Diagnosis pathology is largely dependent on formalin-fixed paraffin-embedded tissue


sections. This study presents a rapid processing technique (RaPT) [Table 1] and is
compared with the routine processing technique (RoPT). The properties of tissues
processed by rapid technique were comparable with routinely processed tissues, with
reference to ease of sectioning, yield of good ribbons, good staining, permanency of
stain (6–12 months observation) and satisfactory staining quality. These properties
were observed in both soft tissues and hard tissues processed by these techniques.
Furthermore, decalcified tissues were subjected to both the techniques to observe and
compare. However, no statistical comparison was made for hard tissues as the sample
size for hard tissues was less.

Histology techniques are among the gold-standard techniques for the morphological
evaluation of biological specimens. From academic to clinical labs, several types of
traditional histology protocols are used every day. One of the most important
applications of histology techniques is their application in patient diagnosis. When
evaluated by experienced pathologists, histological images may provide information on
disease staging and progression. However, the application of standard histologic
techniques is limited to the study of dead, fixed samples, and the study of living
samples is out of scope.

H&E stain contain haemotoxylin and eosin. Haemotoxylin is basic stain. It will stain
basophilic component, such as nuclei as dark blue . Meanwhile, eosin, which is acidic
stain, will stain acidophilic substrate as pinky red in different degree. For instance,
cytoplasm which fulfilled with granular mass is stained pink; collagen and muscle is
stained pink and erythrocyte (red blood cell) is stained intensely red.

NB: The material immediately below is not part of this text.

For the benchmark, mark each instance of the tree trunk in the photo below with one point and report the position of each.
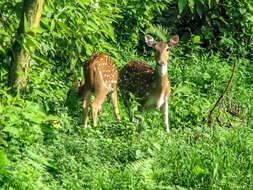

PAS stain contains periodic acid and Schiff reagent. Periodic acid can oxidize the vicinal
diol (glycol part) in the glycol-sugar and produce two aldehyde groups at two free tips of
each monosaccharide ring while splitting the bond between the two carbons. On the
other hand, Schiff's reagent consists of para-saniline solution (Basic fuchsin), which
was decolourised by the sulphurous acid by adding extra sulphurous group to the
central carbon of dye. For the reaction with aldehydes in the tissue, the alkyl sulphonic
derivative of the dye is formed and restores the quinoid chromophobic group to give a
magenta colour on the tissue. At the end of reaction, basement membrane and brush
border (microvilli) of ileum stain pink and the goblet cell stain magenta red. The staining
mechanism for Masson Trichrome stain is mainly based on molecular size theory. For
instance, erythrocyte is stained red by the smallest molecular size dye, Ponceau 2R
(MW-480); Acid fuchsin, which has intermediate molecular size (MW-586), stains
muscle and cytoplasm pink; Collagen, which is more permeable, stained green by the
light green, which has large molecular size.